= Peter Martin (economist) =

Australian economist

Peter Martin (born 1958) is an Australian economist, journalist and commentator.

==Career==
Raised in Adelaide, Martin studied economics at Flinders University, where he earned a BEc(Hons). Martin spent a period of time employed by the Commonwealth Treasury Department.

=== TV and Radio ===
Martin makes regular appearances on Australian media outlets as a reporter, presenter and commentator including ABC TV show The Drum and Local ABC radio. He was the Economics Correspondent for ABC 7.30 Report, ABC Radio National programs AM and PM, and The World Today as a reporter and occasional presenter 1985–2002. From 1990, Martin was co-presenter of "Economics Report" with Phillip Lasker, Kristen Barry, Beverley O'Connor and Guy Houston. From 1993 to 2003, he contributed to the "Home Economics" segment of "Life Matters" program on Radio National with Geraldine Doogue and as co-presenter with Dr Gigi Foster for The Economists.

During 1996, he was Journalist in Residence in the Melbourne University Economics Department. From 2000 to 2001, he was the ABC's Tokyo correspondent.

=== Print ===
Martin has been both an editor and contributor in print media. In 2014, he was appointed economics correspondent and then economics editor of The Age, ultimately leaving in 2018.

He then became economics editor of the Canberra Times and Sydney Morning Herald.
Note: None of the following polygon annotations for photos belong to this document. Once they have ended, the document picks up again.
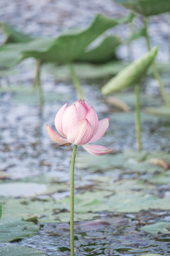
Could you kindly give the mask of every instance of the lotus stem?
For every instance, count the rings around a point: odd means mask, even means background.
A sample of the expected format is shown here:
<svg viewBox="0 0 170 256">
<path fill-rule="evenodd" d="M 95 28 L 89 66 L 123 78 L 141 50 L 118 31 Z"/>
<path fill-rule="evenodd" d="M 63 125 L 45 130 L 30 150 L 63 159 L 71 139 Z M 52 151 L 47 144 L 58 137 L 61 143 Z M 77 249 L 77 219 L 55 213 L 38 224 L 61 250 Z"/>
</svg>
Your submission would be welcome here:
<svg viewBox="0 0 170 256">
<path fill-rule="evenodd" d="M 72 75 L 72 78 L 73 80 L 73 83 L 74 85 L 74 87 L 76 90 L 76 93 L 78 95 L 79 99 L 84 100 L 84 93 L 81 85 L 78 79 L 78 77 L 76 74 L 75 70 L 74 68 L 74 65 L 72 63 L 69 64 L 70 73 Z"/>
<path fill-rule="evenodd" d="M 135 96 L 136 96 L 136 113 L 135 113 L 135 132 L 136 132 L 136 142 L 137 149 L 138 151 L 142 149 L 141 142 L 141 122 L 140 122 L 140 86 L 135 85 Z"/>
<path fill-rule="evenodd" d="M 169 13 L 169 60 L 170 60 L 170 12 Z"/>
<path fill-rule="evenodd" d="M 74 256 L 74 164 L 76 154 L 76 145 L 74 145 L 70 171 L 70 248 L 71 256 Z"/>
<path fill-rule="evenodd" d="M 148 18 L 147 18 L 147 17 L 144 18 L 144 27 L 145 27 L 145 39 L 146 39 L 147 46 L 148 50 L 150 50 L 151 45 L 150 45 L 150 40 L 149 40 L 148 31 L 147 31 Z M 170 102 L 169 102 L 169 97 L 167 96 L 167 93 L 164 87 L 163 82 L 162 81 L 160 75 L 158 72 L 157 66 L 154 60 L 153 60 L 153 62 L 152 62 L 152 68 L 153 68 L 154 77 L 158 82 L 160 92 L 162 93 L 162 95 L 164 100 L 164 102 L 165 102 L 166 106 L 169 107 L 169 109 L 170 110 Z"/>
<path fill-rule="evenodd" d="M 39 107 L 40 111 L 42 110 L 42 107 L 44 104 L 43 90 L 40 80 L 41 65 L 42 65 L 41 61 L 40 60 L 37 60 L 35 76 L 33 81 L 33 87 L 38 87 L 38 90 Z"/>
</svg>

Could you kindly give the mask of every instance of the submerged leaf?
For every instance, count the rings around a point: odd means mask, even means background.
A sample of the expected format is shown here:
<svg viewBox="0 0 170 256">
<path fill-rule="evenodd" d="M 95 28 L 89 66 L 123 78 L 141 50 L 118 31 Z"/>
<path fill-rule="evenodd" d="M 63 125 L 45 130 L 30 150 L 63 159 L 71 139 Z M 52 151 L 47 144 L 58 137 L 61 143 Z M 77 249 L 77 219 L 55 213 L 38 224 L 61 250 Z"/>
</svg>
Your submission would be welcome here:
<svg viewBox="0 0 170 256">
<path fill-rule="evenodd" d="M 170 117 L 169 109 L 166 106 L 162 106 L 161 107 L 145 107 L 144 111 L 150 114 L 154 114 L 163 117 Z"/>
<path fill-rule="evenodd" d="M 45 256 L 45 252 L 26 246 L 8 245 L 0 248 L 1 256 Z"/>
<path fill-rule="evenodd" d="M 170 233 L 170 223 L 160 221 L 157 223 L 146 225 L 142 227 L 142 229 L 147 233 L 152 234 L 157 234 L 158 232 L 161 232 L 164 234 Z"/>
<path fill-rule="evenodd" d="M 30 221 L 14 221 L 6 224 L 1 223 L 0 242 L 16 241 L 35 235 L 39 225 Z M 4 235 L 5 234 L 5 235 Z"/>
<path fill-rule="evenodd" d="M 157 15 L 170 11 L 169 0 L 113 0 L 125 8 L 144 16 Z"/>
<path fill-rule="evenodd" d="M 158 49 L 157 46 L 154 47 L 150 52 L 124 68 L 101 88 L 101 92 L 108 95 L 135 85 L 154 60 Z"/>
</svg>

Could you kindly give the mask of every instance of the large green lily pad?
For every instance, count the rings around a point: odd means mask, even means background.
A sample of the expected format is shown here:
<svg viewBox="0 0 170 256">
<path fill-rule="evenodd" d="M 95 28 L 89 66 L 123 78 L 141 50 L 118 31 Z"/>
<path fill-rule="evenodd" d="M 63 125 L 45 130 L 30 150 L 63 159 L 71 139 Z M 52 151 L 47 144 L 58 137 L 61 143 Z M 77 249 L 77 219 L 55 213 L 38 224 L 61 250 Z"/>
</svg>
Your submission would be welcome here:
<svg viewBox="0 0 170 256">
<path fill-rule="evenodd" d="M 170 11 L 170 2 L 167 0 L 113 0 L 115 3 L 144 16 L 157 15 Z"/>
<path fill-rule="evenodd" d="M 8 245 L 0 248 L 1 256 L 45 256 L 43 252 L 26 246 Z"/>
<path fill-rule="evenodd" d="M 14 221 L 0 224 L 0 242 L 6 242 L 30 238 L 39 230 L 39 225 L 30 221 Z"/>
<path fill-rule="evenodd" d="M 116 48 L 121 44 L 120 38 L 110 36 L 106 37 L 101 43 L 92 50 L 81 54 L 76 61 L 103 63 L 115 59 Z"/>
<path fill-rule="evenodd" d="M 33 40 L 32 37 L 23 32 L 18 31 L 13 26 L 0 22 L 0 28 L 6 35 L 5 43 L 27 43 Z"/>
<path fill-rule="evenodd" d="M 101 88 L 101 92 L 103 95 L 109 95 L 139 83 L 155 58 L 158 49 L 158 47 L 154 47 L 150 52 L 125 68 Z"/>
<path fill-rule="evenodd" d="M 38 38 L 28 43 L 5 45 L 0 52 L 0 65 L 10 67 L 23 59 L 34 58 L 42 63 L 69 63 L 77 60 L 96 38 L 108 28 L 130 22 L 134 18 L 113 19 L 98 14 L 89 27 L 81 31 L 64 32 L 55 38 Z"/>
<path fill-rule="evenodd" d="M 164 234 L 170 233 L 170 223 L 160 221 L 157 223 L 146 225 L 142 227 L 142 229 L 147 233 L 152 234 L 157 234 L 158 232 L 161 232 Z"/>
</svg>

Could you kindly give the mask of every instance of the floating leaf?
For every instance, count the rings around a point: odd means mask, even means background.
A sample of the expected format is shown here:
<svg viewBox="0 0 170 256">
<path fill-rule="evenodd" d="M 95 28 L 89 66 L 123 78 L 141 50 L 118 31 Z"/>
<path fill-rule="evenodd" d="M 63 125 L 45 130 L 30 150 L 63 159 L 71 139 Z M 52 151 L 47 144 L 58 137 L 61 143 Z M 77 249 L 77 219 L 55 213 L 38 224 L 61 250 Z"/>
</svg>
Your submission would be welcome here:
<svg viewBox="0 0 170 256">
<path fill-rule="evenodd" d="M 45 256 L 43 252 L 26 246 L 8 245 L 0 248 L 1 256 Z"/>
<path fill-rule="evenodd" d="M 114 61 L 103 65 L 89 63 L 74 63 L 76 73 L 81 79 L 94 79 L 115 75 L 128 64 L 120 61 Z M 57 80 L 70 80 L 70 71 L 67 65 L 55 65 L 52 63 L 46 64 L 44 70 L 52 74 Z"/>
<path fill-rule="evenodd" d="M 157 46 L 154 47 L 150 52 L 120 71 L 102 87 L 101 92 L 108 95 L 135 85 L 154 60 L 158 49 Z"/>
<path fill-rule="evenodd" d="M 98 46 L 84 53 L 75 60 L 93 63 L 112 60 L 115 59 L 115 50 L 120 44 L 121 40 L 117 36 L 108 36 Z"/>
<path fill-rule="evenodd" d="M 33 38 L 23 32 L 20 32 L 15 29 L 12 26 L 9 26 L 3 22 L 0 22 L 0 28 L 3 32 L 7 36 L 6 43 L 26 43 L 30 42 Z"/>
<path fill-rule="evenodd" d="M 167 0 L 113 0 L 125 8 L 144 16 L 157 15 L 170 11 L 170 1 Z"/>
<path fill-rule="evenodd" d="M 30 238 L 39 230 L 39 225 L 30 221 L 14 221 L 0 224 L 0 242 L 16 241 Z"/>
<path fill-rule="evenodd" d="M 152 234 L 157 234 L 158 232 L 161 232 L 164 234 L 170 233 L 170 223 L 160 221 L 157 223 L 146 225 L 142 227 L 142 229 L 147 233 Z"/>
<path fill-rule="evenodd" d="M 38 38 L 28 43 L 6 45 L 0 53 L 0 65 L 10 67 L 30 57 L 42 63 L 72 62 L 106 30 L 130 22 L 133 18 L 132 14 L 117 19 L 98 14 L 90 26 L 83 31 L 64 33 L 56 38 Z"/>
</svg>

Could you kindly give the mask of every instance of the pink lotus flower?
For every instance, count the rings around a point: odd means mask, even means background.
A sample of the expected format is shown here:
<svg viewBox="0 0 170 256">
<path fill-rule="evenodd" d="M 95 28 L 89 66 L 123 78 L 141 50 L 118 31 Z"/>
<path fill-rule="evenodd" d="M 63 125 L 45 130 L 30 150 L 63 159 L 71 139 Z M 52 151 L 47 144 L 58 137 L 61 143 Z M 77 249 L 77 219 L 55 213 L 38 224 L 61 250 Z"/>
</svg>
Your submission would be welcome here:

While still working for Fairfax Media (now Nine Entertainment Co) he became Business and Economy editor and columnist for The Conversation.

==Achievements==
- Distinguished Alumni of Flinders University for his contribution to popular understanding of economics (2016).
- Member of the Order of Australia (2019).

==Publications==
- Peter Martin, Ross Gittins, Jessica Irvine, Richard Denniss and Anita Forsyth (2006) The Australian Economy: A Student's Guide to Current Economic Conditions (2006), Warringal Publications, Fitzroy, Vic.

== Personal life ==
Martin has four children and is married to Toni Hassan, a Walkley Award winning journalist, writer and emerging artist.